J’ai toujours eu une préférence pour notre deuxième disque Blue Wonder Power Milk, sorti en 1998. Les critiques étaient mitigées, car on s’éloignait du son trip-hop du premier album. Il n’a pas trop bien fonctionné auprès du public. Mais, pour moi, c’est l’album où les ingrédients qui font l’ADN de Hooverphonic sont les mieux équilibrés. Les cordes, la voix, la guitare, la basse : tout est à sa place. « Eden », l’un des singles qui en a été extrait, est la plus grande chanson de Hooverphonic. Pour moi, elle surpasse « Mad About You ».
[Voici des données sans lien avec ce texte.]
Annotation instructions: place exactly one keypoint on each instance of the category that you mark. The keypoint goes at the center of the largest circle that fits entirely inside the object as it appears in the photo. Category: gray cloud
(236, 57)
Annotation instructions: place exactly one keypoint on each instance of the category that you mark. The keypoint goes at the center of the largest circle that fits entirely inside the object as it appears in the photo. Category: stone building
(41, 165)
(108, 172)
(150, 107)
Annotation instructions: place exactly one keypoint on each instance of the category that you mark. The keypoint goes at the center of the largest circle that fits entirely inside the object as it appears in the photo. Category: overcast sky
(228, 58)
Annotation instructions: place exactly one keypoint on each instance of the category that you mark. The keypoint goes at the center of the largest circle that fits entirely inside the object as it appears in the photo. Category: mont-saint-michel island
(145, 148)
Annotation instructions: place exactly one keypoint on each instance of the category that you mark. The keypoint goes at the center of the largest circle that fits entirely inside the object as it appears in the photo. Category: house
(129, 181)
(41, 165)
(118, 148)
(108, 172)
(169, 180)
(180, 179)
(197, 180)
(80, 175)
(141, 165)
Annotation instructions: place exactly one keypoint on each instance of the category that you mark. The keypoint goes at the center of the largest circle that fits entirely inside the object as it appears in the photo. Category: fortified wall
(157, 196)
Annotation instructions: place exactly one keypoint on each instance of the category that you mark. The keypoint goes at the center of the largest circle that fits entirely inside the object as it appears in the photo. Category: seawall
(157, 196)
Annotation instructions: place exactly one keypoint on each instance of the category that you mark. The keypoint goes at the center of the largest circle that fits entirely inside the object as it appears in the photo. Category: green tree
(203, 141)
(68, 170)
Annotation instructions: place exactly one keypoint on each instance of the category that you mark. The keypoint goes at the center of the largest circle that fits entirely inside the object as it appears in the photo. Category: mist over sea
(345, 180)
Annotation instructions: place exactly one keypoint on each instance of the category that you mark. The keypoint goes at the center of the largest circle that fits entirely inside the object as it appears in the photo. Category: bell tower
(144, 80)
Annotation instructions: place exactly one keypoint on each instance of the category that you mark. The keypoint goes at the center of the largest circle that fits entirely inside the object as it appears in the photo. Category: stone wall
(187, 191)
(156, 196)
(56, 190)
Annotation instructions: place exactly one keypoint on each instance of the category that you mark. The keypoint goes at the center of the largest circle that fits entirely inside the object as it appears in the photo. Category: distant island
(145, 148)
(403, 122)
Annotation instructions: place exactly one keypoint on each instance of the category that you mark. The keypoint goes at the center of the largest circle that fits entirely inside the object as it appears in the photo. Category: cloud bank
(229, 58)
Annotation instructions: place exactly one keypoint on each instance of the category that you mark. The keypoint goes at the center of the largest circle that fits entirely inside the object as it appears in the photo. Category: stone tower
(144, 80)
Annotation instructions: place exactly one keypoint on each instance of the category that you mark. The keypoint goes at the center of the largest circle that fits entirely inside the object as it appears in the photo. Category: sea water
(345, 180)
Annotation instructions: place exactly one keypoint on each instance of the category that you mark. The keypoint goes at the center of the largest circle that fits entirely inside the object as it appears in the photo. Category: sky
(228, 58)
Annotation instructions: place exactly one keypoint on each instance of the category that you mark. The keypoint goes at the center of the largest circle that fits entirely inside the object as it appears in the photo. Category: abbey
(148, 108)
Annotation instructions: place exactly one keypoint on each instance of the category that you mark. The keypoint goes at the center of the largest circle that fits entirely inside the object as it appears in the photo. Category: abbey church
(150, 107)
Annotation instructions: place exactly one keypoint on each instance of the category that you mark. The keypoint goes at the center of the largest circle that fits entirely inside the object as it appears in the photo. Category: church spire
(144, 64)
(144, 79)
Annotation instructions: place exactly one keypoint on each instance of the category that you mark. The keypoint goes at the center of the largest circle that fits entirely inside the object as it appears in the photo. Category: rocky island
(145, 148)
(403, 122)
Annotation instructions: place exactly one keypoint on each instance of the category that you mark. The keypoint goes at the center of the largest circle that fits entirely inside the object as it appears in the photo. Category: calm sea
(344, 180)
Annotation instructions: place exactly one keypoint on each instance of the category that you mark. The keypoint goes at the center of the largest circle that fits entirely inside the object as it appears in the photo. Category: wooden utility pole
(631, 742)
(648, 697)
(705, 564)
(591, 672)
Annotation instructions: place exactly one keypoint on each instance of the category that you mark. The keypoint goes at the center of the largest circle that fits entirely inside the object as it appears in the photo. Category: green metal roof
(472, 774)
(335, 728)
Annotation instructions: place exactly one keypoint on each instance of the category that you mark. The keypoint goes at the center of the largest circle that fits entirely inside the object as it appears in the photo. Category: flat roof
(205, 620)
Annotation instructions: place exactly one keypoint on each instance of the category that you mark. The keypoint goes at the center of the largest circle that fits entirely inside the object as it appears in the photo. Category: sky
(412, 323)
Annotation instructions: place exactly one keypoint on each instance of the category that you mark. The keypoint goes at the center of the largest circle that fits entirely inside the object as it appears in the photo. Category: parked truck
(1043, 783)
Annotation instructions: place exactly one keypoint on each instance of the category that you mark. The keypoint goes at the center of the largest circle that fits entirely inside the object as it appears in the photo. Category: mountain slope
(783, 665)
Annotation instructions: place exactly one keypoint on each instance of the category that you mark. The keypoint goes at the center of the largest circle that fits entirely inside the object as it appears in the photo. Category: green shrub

Que dirait l’Alex Calier de 52 ans au jeune Alex qui s’apprêtait à former groupe pop au milieu des années 90 ?

Le jeune Alex Callier serait déçu de voir ce qu’il est devenu. Quand j’ai lancé ce groupe, je rêvais de jouer dans des stades et d’être aussi populaire que Chris Martin de Coldplay. L’Alex dirait à ce gamin prétentieux qu’il est parfaitement heureux aujourd’hui. On a gagné beaucoup d’argent tout en conservant notre liberté artistique. Hooverphonic est considéré comme mainstream en Belgique et garde l’aura d’un groupe arty à l’étranger. À Istanbul, à Vienne, à Ankara, on remplit à chaque tournée des salles de 2 000 personnes et c’est la jauge qui convient parfaitement à notre musique. Comme dit l’expression anglaise: I have the best of both worlds ».

Un spécialiste des soundtracks

En 1996, avant même que Hooverphonic ne sorte son premier album A New Stereophonic Sound Spectacular, le réalisateur italien Bernardo Bertolluci demande les droits d’exploitation de la chanson « 2Wicky ». Il l’utilise dans son film Beauté volée, avec Liv Tyler dans le premier rôle, qui fera l’événement au festival de Cannes la même année. Hooverphonic est alors assimilé à la vague trip-hop aux côtés de Massive Attack, Tricky et Portishead. La musique de Hooverphonic apparaît également dans le slasher movie Souviens-toi de l’été dernier, The Umbrella Academy, Buffy Contre Les Vampires, This Is What You Hurt ou encore Mary + Jane.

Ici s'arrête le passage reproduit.